Il 30 marzo 2020 Antonio De Pace, iscritto al primo anno di odontoiatria, uccide strangolandola a mani nude la fidanzata Lorena Quaranta, 27 anni, laureanda in medicina. Il delitto avviene nella casa dove vivono insieme da un anno, a Furci Siculo, provincia di Messina. Lui nei primi interrogatori dirà che l’ha fatto perché lei gi aveva attaccato il covid, cosa per altro non vera. Nel processo di primo e secondo grado De Pace è stato condannato all’ergastolo, ma la Cassazione ha rinviato il giudizio «limitatamente all’applicabilità delle attenuanti generiche» perché «I giudici non avrebbero verificato se la specificità del contesto, il periodo Covid e la difficoltà di porvi rimedio costituiscano fattori incidenti sulla misura della responsabilità penale». Per essere più precisi, secondo la Cassazione «Andava verificato se, data la specificità del contesto, possa, ed in quale misura, ascriversi all’imputato di non avere efficacemente tentato di contrastare lo stato di angoscia del quale era preda e, parallelamente, se la fonte del disagio, evidentemente rappresentata dal sopraggiungere dell’emergenza pandemica con tutto ciò che essa ha determinato sulla vita di ciascuno e, quindi, anche dei protagonisti della vicenda, e, ancor più, la contingente difficoltà di porvi rimedio costituiscano fattori incidenti sulla misura della responsabilità penale».

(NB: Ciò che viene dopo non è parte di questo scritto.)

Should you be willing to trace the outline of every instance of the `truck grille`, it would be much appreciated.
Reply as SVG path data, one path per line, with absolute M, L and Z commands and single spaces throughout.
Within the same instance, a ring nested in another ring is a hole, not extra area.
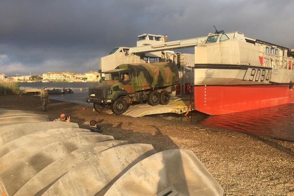
M 90 89 L 89 94 L 90 95 L 95 94 L 95 97 L 102 98 L 102 89 Z

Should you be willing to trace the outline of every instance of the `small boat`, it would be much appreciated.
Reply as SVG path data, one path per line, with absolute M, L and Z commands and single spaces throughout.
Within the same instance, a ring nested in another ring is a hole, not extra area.
M 74 93 L 74 91 L 70 88 L 66 89 L 64 88 L 62 89 L 58 89 L 54 88 L 52 90 L 48 90 L 48 93 L 55 95 L 69 94 Z

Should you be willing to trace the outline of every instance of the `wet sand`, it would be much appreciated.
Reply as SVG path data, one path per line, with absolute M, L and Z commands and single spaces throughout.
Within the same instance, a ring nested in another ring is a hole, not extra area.
M 40 98 L 0 96 L 0 108 L 33 111 L 50 120 L 61 113 L 88 128 L 95 119 L 103 133 L 117 140 L 153 145 L 157 151 L 192 150 L 227 196 L 294 196 L 294 143 L 159 118 L 133 118 L 93 111 L 93 108 L 50 100 L 42 111 Z

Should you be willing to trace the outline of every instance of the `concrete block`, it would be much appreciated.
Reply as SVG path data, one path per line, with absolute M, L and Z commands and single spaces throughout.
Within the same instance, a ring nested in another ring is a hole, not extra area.
M 172 149 L 138 163 L 105 196 L 222 196 L 223 192 L 192 151 Z
M 60 133 L 27 143 L 0 157 L 0 174 L 4 172 L 12 164 L 17 163 L 19 159 L 33 153 L 45 146 L 72 137 L 92 134 L 93 133 L 85 131 Z
M 1 112 L 0 112 L 0 113 Z M 21 113 L 21 114 L 5 114 L 5 115 L 0 115 L 0 118 L 5 118 L 5 117 L 15 117 L 18 116 L 30 116 L 30 117 L 43 117 L 45 118 L 48 118 L 48 116 L 47 115 L 44 115 L 42 114 L 32 114 L 29 113 L 27 112 Z
M 1 124 L 14 122 L 41 122 L 49 121 L 48 118 L 43 118 L 39 116 L 17 116 L 10 117 L 0 117 L 0 125 Z
M 79 128 L 59 128 L 49 129 L 46 131 L 38 131 L 27 135 L 12 140 L 0 147 L 0 157 L 4 155 L 14 149 L 24 145 L 25 144 L 32 142 L 52 135 L 56 135 L 62 133 L 70 133 L 73 132 L 90 132 L 89 129 L 84 129 Z
M 57 179 L 76 166 L 107 149 L 127 144 L 123 141 L 101 142 L 75 150 L 46 167 L 26 182 L 14 196 L 41 196 Z
M 30 133 L 56 128 L 78 128 L 74 122 L 43 122 L 10 124 L 0 127 L 0 147 L 10 141 Z
M 131 167 L 155 153 L 152 146 L 147 144 L 126 145 L 108 149 L 68 172 L 42 196 L 103 195 Z
M 107 140 L 113 140 L 113 137 L 94 133 L 72 137 L 46 146 L 16 163 L 11 163 L 0 175 L 7 195 L 13 195 L 34 175 L 58 158 L 77 149 Z

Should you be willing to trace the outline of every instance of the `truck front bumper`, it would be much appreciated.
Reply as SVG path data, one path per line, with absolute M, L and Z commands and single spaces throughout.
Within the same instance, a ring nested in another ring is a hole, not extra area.
M 112 99 L 101 99 L 98 98 L 87 98 L 86 101 L 88 103 L 98 103 L 102 104 L 108 104 L 112 103 Z

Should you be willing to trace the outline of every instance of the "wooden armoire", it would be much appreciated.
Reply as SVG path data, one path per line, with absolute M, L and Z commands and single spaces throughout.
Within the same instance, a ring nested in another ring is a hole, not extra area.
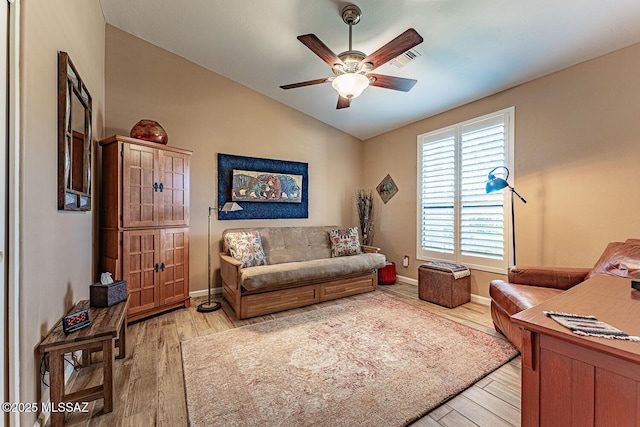
M 100 272 L 127 281 L 127 322 L 189 307 L 192 151 L 118 135 L 100 146 Z

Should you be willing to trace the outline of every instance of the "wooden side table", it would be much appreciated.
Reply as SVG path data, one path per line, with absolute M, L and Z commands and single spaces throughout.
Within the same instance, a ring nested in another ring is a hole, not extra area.
M 78 302 L 69 313 L 88 309 L 91 325 L 71 332 L 62 331 L 62 324 L 49 332 L 42 340 L 38 350 L 49 353 L 49 380 L 51 383 L 51 403 L 54 408 L 60 402 L 86 402 L 104 399 L 104 412 L 113 410 L 113 361 L 114 349 L 118 348 L 118 359 L 126 356 L 127 322 L 125 317 L 129 299 L 126 302 L 106 308 L 89 307 L 89 300 Z M 82 350 L 83 364 L 91 362 L 91 353 L 102 351 L 102 384 L 74 393 L 66 394 L 64 384 L 64 355 Z M 64 424 L 64 412 L 51 413 L 51 426 Z

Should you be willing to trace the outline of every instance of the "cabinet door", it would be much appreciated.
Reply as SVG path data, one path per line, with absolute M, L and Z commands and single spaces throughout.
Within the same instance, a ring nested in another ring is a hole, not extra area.
M 132 230 L 123 234 L 123 273 L 132 315 L 158 306 L 159 237 L 156 230 Z
M 189 156 L 160 150 L 160 224 L 189 225 Z
M 158 150 L 123 144 L 122 226 L 152 227 L 158 224 L 157 194 L 160 187 Z
M 189 296 L 189 229 L 160 230 L 160 305 Z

IN SOSTANZA, si dovrà rifare il processo tenendo conto se e quanto il reo confesso soffrisse per lo stress causato dal lockdown quando ha stretto le mani al collo di Lorena togliendole per sempre la possibilità di laurearsi, specializzarsi in pediatria come avrebbe voluto, lasciarlo, vivere la vita che avrebbe voluto e che amava. Lei è morta, e da lì non si torna indietro. Lui, sembra volerci dire la Cassazione, ha sbagliato, ma forse non voleva arrivare a risultati così estremi, e forse non è stata tutta colpa sua, ma della situazione, della contingenza, del maledetto covid. Allora, se è così, e i giudici dovranno verificarlo, forse De Pace non si merita l’ergastolo ma gli si potrebbero concedere delle attenuanti perché tutti possono trovarsi in difficoltà emotiva e quindi c’è da capire se uno va fuori di testa e invece di strangolarti solo un po’ ti strangola del tutto.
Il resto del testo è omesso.